Rezension

Eine märchenhafte und kurzweilige Liebesgeschichte zum Davonträumen

Zorn und Morgenröte
von Renee Ahdieh

„Jeden Tag erwählt Chalid, der grausame Herrscher von Chorasan, ein Mädchen. Jeden Abend nimmt er sie zur Frau. Jeden Morgen lässt er sie hinrichten.“ Dieser entsetzliche Kreislauf wird durchbrochen als Shahrzad sich freiwillig als Braut meldet, um den Tod ihrer besten Freundin Shiva zu rächen. Mit Geschichten gelingt es ihr, den scheinbar kaltherzigen König zu fesseln und ihre eigene Hinrichtung abzuwenden. Je mehr Zeit sie mit Chalid verbringt, desto mehr muss sie sich eingestehen, dass sie nicht mehr das Bild einer verrückten Bestie von ihm aufrechthalten kann, welches sie sich in ihrem Schmerz vorgestellt und auf das sie ihren Hass gerichtet hat. Etwas in ihr drängt sie dazu, die Ursache der zahlreichen Morde zu ergründen und von ihrem ursprünglichen Plan abzuweichen.  

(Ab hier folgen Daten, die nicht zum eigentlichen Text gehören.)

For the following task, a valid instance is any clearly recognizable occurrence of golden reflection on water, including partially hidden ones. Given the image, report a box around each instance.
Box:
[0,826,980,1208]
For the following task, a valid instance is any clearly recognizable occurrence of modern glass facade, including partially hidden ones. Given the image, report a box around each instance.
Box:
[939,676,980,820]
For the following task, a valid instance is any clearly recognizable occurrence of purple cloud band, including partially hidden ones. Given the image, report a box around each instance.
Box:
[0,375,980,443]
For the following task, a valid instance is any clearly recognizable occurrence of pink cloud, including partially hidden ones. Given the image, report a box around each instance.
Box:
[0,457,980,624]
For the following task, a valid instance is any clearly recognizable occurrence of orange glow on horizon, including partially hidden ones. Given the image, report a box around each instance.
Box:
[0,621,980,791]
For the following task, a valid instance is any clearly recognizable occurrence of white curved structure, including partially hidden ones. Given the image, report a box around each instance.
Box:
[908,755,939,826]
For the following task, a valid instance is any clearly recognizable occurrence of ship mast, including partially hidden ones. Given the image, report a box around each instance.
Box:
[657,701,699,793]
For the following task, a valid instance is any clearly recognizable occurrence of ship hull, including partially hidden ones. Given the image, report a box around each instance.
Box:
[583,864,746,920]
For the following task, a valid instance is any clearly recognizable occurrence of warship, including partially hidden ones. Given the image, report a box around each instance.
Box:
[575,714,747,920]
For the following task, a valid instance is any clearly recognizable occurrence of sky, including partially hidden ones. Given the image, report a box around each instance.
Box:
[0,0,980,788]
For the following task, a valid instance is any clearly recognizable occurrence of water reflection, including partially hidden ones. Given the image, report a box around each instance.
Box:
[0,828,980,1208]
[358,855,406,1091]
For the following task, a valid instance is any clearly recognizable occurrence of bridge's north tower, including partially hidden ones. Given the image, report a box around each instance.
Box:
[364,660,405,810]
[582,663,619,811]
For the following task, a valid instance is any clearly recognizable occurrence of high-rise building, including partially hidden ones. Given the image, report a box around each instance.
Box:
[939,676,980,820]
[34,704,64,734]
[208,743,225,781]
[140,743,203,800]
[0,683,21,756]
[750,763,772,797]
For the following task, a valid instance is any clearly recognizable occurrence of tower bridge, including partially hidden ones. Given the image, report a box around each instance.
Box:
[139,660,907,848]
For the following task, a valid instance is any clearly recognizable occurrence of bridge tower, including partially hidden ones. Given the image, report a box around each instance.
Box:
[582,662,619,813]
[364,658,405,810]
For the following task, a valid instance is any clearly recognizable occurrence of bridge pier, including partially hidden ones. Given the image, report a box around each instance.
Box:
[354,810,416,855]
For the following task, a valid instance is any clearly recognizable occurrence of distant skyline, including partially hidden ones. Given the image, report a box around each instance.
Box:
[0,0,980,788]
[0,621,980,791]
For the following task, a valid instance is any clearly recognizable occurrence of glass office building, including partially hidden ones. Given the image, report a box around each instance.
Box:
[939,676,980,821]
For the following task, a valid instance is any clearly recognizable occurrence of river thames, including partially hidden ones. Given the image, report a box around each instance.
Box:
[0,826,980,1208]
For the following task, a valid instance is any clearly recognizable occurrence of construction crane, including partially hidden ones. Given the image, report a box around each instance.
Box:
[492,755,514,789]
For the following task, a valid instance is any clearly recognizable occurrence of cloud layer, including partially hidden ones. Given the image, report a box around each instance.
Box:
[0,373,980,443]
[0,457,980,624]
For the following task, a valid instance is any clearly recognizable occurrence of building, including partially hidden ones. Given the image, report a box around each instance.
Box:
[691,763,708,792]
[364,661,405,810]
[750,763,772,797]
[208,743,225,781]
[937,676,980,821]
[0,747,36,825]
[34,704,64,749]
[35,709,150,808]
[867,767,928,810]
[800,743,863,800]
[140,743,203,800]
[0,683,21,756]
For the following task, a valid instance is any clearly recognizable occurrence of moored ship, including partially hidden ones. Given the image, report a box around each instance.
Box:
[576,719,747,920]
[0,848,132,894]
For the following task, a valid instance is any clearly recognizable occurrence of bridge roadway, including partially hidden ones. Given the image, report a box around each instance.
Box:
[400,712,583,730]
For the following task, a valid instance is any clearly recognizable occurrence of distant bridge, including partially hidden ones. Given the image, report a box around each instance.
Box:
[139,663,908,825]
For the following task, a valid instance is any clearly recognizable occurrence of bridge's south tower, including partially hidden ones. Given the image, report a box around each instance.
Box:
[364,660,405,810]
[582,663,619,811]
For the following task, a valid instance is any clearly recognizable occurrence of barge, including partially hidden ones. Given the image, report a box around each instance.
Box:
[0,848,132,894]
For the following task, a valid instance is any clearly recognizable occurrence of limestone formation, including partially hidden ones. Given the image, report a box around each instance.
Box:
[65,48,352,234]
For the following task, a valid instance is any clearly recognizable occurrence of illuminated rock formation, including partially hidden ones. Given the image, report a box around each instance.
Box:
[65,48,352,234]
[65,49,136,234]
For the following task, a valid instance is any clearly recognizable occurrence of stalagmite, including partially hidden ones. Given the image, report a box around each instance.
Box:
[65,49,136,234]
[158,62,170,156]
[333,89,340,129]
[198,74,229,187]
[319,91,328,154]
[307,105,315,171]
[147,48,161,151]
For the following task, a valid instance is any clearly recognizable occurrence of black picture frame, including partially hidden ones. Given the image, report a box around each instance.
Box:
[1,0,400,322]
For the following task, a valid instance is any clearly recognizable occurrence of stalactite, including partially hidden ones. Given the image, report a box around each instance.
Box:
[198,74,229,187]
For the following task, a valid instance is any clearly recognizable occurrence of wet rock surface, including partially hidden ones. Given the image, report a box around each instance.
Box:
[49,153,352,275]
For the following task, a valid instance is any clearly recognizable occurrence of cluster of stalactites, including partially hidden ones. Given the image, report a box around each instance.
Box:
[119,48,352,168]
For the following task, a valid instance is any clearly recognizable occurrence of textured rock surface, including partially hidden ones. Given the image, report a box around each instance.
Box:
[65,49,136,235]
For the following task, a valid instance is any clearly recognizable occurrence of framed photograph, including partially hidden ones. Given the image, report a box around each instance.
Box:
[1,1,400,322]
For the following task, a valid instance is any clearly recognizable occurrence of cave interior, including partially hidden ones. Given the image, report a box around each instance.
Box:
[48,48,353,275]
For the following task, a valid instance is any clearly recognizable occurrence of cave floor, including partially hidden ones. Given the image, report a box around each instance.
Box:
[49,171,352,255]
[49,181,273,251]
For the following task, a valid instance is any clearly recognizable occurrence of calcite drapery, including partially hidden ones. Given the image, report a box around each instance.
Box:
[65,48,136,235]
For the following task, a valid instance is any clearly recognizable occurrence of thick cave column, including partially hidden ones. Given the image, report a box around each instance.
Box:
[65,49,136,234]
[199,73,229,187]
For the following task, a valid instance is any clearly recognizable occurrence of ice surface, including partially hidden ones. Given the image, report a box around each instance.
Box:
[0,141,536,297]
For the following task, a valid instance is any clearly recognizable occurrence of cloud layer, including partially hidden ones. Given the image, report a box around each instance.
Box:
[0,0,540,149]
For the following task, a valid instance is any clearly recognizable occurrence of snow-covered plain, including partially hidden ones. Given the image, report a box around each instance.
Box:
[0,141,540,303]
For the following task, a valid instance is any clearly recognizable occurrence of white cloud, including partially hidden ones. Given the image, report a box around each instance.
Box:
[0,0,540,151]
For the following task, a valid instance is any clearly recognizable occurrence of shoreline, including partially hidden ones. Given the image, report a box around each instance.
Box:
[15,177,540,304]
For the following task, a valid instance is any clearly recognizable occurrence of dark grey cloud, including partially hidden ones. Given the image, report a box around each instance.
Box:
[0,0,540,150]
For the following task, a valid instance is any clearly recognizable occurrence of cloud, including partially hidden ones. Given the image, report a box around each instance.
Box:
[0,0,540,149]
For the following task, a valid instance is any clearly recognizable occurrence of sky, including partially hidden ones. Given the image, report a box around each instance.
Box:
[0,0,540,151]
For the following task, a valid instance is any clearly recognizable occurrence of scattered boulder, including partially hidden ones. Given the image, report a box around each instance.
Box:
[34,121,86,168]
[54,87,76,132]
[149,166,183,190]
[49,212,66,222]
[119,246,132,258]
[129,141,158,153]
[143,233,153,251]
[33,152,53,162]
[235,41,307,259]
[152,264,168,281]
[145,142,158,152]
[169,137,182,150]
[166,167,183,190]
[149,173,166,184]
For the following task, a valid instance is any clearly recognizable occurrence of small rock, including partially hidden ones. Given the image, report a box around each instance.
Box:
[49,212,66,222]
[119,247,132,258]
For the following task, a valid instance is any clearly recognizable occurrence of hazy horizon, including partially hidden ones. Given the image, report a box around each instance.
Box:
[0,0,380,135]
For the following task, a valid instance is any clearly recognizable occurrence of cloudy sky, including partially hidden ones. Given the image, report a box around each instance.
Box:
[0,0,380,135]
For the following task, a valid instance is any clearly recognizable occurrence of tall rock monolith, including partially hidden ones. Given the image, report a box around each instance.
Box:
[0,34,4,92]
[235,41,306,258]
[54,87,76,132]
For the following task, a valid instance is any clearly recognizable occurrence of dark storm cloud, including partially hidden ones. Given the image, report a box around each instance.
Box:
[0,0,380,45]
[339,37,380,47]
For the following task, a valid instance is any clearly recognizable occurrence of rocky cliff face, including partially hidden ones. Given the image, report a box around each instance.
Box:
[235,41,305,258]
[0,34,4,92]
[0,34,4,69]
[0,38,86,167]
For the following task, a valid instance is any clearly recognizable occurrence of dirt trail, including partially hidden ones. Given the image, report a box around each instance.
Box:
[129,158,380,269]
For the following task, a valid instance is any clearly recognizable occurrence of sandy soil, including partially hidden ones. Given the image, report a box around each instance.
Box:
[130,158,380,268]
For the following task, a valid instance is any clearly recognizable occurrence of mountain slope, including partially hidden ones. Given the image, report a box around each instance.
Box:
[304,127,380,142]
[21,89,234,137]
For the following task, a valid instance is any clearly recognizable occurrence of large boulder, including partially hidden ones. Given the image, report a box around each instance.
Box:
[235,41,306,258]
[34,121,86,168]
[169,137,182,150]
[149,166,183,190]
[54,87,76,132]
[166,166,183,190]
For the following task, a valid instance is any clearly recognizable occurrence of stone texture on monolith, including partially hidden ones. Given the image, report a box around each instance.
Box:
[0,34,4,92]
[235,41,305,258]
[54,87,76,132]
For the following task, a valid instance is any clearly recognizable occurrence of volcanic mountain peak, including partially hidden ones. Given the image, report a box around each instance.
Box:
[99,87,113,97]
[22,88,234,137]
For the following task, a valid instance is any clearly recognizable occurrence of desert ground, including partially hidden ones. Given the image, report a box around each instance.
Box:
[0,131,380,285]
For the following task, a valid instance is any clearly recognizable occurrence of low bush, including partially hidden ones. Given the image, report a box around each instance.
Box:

Renée Ahdieh entführt in „Zorn und Morgenröte“ mit ihrer bildhaften Sprache in die sagenhafte Welt von 1001 Nacht. Diese neue Adaption der Geschichte von Schehrezâd hat mich daran erinnert, wie mir als Kind vor dem Schlafen orientalische Märchen vorgelesen wurden, zum Beispiel über Aladdin und die Wunderlampe und Sindbad dem Seefahrer. Wie in vielen Märchen üblich sind auch hier die Handlungen der Charaktere nicht immer nachvollziehbar, Gefühle entwickeln sich schnell und gleich tief und der Liebe wird die große Bedeutung zugesprochen, alles Schlechte überwinden zu können. Trotzdem konnte mich das Buch überzeugen, da die Charaktere vielschichtig ausgearbeitet sind, sowohl über Stärken als auch Schwächen verfügen und man durch Perspektivwechsel Einblick in ihre Gedanken, Empfindungen und Beweggründe bekommt. Der Leser wird von der magischen und ganz besonderen Atmosphäre des orientalischen Settings mitgerissen, das unter Berücksichtigung arabischer Begriffe authentisch beschrieben ist. Die Magie hätte für meinen Geschmack noch eine größere Rolle spielen können.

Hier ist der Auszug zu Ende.